Bu süreç bizler açısından hiçbir partiye angaje olmak değildir; ülkenin yüz yıllık meselesine çözüm arıyoruz.

Bizim hattımız üçüncü yoldur: Ne başkalarının vagonu oluruz ne de çözümü erteleyenleri makul görürüz. Yolumuza ortak paydaları büyüterek, yapıcı dili koruyarak ve kararlılıkla devam edeceğiz.
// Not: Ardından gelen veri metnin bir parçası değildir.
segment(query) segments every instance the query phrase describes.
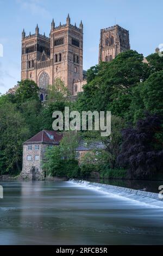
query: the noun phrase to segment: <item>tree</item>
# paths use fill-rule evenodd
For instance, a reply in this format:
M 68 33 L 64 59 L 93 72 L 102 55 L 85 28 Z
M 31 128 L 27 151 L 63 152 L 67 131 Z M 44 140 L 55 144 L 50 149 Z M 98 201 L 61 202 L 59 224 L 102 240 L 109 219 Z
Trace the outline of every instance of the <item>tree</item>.
M 148 62 L 152 73 L 162 70 L 163 58 L 160 57 L 158 53 L 150 54 L 146 57 L 146 59 Z
M 52 101 L 64 101 L 70 95 L 68 88 L 59 78 L 55 79 L 54 84 L 48 86 L 48 100 Z
M 152 74 L 143 83 L 140 95 L 147 111 L 163 116 L 163 70 Z
M 15 104 L 0 105 L 0 173 L 18 173 L 21 170 L 22 143 L 30 132 Z
M 135 128 L 122 130 L 123 143 L 117 162 L 128 169 L 129 177 L 149 177 L 161 171 L 162 143 L 155 137 L 161 131 L 161 124 L 156 115 L 148 114 L 145 119 L 140 119 Z
M 18 103 L 29 99 L 39 100 L 38 92 L 39 88 L 33 80 L 26 79 L 18 82 L 19 87 L 16 92 L 16 99 Z
M 99 111 L 110 108 L 113 114 L 125 117 L 131 100 L 131 88 L 150 75 L 150 68 L 143 59 L 142 54 L 127 51 L 112 61 L 101 62 L 89 70 L 90 78 L 77 100 L 77 109 Z

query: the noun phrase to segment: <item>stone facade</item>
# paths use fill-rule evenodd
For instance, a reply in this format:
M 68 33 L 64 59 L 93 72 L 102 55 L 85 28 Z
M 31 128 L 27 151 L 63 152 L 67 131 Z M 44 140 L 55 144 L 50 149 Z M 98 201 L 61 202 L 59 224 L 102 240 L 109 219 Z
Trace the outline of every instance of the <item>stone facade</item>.
M 62 137 L 54 131 L 43 130 L 24 142 L 21 176 L 30 180 L 44 179 L 42 163 L 46 150 L 58 147 Z
M 53 20 L 49 37 L 40 34 L 37 25 L 34 34 L 26 36 L 23 30 L 21 79 L 32 80 L 45 90 L 59 77 L 73 95 L 74 82 L 83 80 L 83 45 L 82 22 L 79 28 L 71 25 L 69 15 L 64 25 L 55 27 Z
M 128 31 L 118 25 L 101 29 L 99 62 L 111 61 L 119 53 L 130 48 Z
Ve sonunda hep birlikte barışa ulaşacağız.

Biz ortak paydaları büyütmeye çalışırken ana muhalefet partisinin lideri, partimize ve tabanımıza bazı ithamlarda bulunuyor.

Öyle anlaşılıyor ki Sayın Özel, kurultay kürsüsünden bize 'Stockholm sendromu' teşhisi koyuyor, “Celladına aşık olmayın” diyor.

Biz de soruyoruz: Biz Meclis’te barış için yasa konuşurken, sokaklarda barışı toplumsallaştırırken, siz kürsüden neden bir halkı aşağılayıcı sözler kullanıyorsunuz?"